The concept of Android ransomware isn’t new, moreover, it has been on a steady rise throughout 2017. Most blackmail viruses targeting this mobile operating system lock the screen of infected devices and coerce users into paying up in order to reobtain the access. With the new sample called DoubleLocker, though, cybercriminals broke new ground as its impact is far more serious.
What is the DoubleLocker virus?
DoubleLocker (Double Locker) is a really innovative Android ransomware strain that causes critical damage and leaves hardly any room for maneuver when it comes to remediation. As opposed to mainstream digital culprits from this category zeroing in on mobile devices, the specimen under scrutiny has added real crypto to its repertoire. It used to be that Android ransom Trojans would simply pull off a fairly prosaic screen locking trick without messing with the stored data. In this scenario, victims are able to get around the lock in a few steps and move on with their day. This has changed with the emergence of DoubleLocker. Its adverse effect is twofold: screen locking plus files encryption.
Security researchers have found ties between DoubleLocker and Svpeng, a notorious Android banking Trojan. The two presumably share the same code, except that the ransomware isn’t equipped with a module for stealing banking data. The infection chain begins with installation of a booby-trapped app pretending to be Flash Player. During the setup, the user is presented with an ostensibly commonplace privileges granting screen. This routine is actually trickier than it appears, because opting into these permissions means that the perpetrating application obtains access to the Accessibility service on the device. The upshot of this is hype is somewhat of a science fiction that came true – DoubleLocker will be able to imitate user taps. This way, it gets into settings and does what’s needed to get administrative privileges.
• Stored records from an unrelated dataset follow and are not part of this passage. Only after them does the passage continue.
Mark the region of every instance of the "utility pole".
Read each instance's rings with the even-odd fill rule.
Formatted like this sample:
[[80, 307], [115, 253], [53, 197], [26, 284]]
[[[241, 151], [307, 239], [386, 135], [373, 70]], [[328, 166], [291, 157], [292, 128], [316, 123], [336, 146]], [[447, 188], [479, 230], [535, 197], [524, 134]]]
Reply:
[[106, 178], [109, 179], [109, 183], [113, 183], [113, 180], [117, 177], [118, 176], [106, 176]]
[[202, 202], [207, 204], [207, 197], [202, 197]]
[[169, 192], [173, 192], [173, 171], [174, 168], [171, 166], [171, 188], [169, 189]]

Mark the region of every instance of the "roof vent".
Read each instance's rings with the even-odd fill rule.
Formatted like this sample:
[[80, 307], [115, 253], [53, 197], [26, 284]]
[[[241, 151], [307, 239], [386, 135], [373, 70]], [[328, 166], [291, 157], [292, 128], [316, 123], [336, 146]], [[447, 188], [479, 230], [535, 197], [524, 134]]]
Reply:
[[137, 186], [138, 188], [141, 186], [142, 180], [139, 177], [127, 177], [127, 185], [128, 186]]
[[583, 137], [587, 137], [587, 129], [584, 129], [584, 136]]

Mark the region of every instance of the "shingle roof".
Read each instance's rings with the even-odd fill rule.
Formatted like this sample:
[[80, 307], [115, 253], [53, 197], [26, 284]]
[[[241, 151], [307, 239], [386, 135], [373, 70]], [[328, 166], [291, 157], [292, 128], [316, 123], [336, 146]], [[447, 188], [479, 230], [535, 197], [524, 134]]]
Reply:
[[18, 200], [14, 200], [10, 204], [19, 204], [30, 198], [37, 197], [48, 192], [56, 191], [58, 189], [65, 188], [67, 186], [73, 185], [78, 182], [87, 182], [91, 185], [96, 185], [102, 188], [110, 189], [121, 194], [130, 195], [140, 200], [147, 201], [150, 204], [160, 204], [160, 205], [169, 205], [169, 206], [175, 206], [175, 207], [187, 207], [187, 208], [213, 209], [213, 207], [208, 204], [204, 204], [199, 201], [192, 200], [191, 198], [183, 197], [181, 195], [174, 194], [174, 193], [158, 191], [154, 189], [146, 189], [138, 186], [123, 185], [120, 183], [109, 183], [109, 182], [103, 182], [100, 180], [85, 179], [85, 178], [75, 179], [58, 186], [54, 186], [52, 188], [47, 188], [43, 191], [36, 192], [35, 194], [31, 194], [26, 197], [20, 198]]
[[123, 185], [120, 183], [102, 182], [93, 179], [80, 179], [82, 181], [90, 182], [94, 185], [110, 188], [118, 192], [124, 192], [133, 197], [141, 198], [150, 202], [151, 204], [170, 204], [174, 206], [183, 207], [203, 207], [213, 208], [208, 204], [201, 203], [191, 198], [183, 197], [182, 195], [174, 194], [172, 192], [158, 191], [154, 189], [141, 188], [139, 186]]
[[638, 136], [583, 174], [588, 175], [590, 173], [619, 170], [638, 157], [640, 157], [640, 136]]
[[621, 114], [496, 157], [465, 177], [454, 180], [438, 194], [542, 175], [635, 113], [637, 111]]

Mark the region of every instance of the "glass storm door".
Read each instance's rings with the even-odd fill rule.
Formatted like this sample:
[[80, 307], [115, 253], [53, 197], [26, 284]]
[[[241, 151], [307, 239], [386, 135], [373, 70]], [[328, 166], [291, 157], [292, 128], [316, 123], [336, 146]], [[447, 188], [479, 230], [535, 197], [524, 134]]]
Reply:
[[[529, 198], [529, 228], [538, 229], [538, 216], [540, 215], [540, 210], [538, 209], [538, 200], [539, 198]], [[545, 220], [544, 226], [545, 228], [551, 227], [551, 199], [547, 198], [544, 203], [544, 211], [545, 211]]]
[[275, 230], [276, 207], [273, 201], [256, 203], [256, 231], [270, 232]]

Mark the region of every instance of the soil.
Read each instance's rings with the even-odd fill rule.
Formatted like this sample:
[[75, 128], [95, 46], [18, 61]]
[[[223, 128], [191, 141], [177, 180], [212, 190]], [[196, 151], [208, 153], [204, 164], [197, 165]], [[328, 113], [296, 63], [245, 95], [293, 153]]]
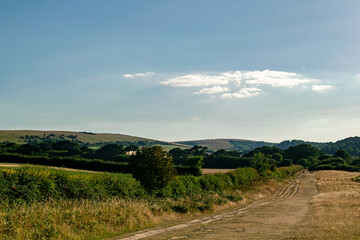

The above misdemeanor is only part of this Trojan’s modus operandi. Next, it gets down to real damage by setting a new PIN passcode so that the victim is unable to get past the lock screen. To add insult to injury, DoubleLocker also finds and encrypts all data kept on the primary storage of the Android device, blemishing them with the .cryeye extension. To ensure the files become inaccessible for good, the pest leverages symmetric AES cipher to lock each one.
When done wreaking havoc, the ransomware displays a ransom note titled ‘Current state information’. It reads, “Your personal documents and files on this device have just been crypted. The original files have been deleted and will only be recovered by following the steps described below. The encryption was done with a unique generated encryption key (using AES-256).” The note also contains an indicator of how much time is left before the data is completely lost, the deadline being 24 hours. Aside from this, the statistics listed on this screen include the number of encrypted files and the size of the ransom, which is set to 0.0130 BTC (currently worth $73).
Unfortunately, there is no free way to decrypt .cryeye files affected by the DoubleLocker ransomware. Meanwhile, submitting the ransom isn’t a guarantee of restoring encrypted data either. So this particular digital onslaught is a very serious predicament. The only good news, though, is that it’s possible to regain access to the ransomware-stricken Android device. See sections below for details.
DoubleLocker ransomware removal
What you need to do is uninstall the application that’s causing trouble. As it has been mentioned, however, disabling and removing the virus in regular mode is to no avail, so the steps below are must-follow.
1. Boot the device into safe mode
– Press and hold the Power button until the respective screen pops up
2. Now tap and hold the option that says Power off. Depending on the vendor and the phone model, the methods can vary. If nothing happens as a result of the above manipulations, power down the device, then press and hold the Volume Down and Volume Up buttons simultaneously while it’s starting back up.
3. Confirm rebooting into safe mode by tapping OK
4. When in safe mode, go to Settings and select Apps
5. Look down the list of programs and locate a suspicious app or apps that were recently installed
6. Tap each potentially unwanted app in turn and select the Uninstall option. If this button is not active, try Force stop first
7. Tap OK on the confirmation dialog to uninstall the potentially unwanted app
8. Restart into standard mode. The DoubleLocker ransomware should have now vanished from your Android device. You might also want to consider installing a mobile security solution to prevent attacks of this sort further on.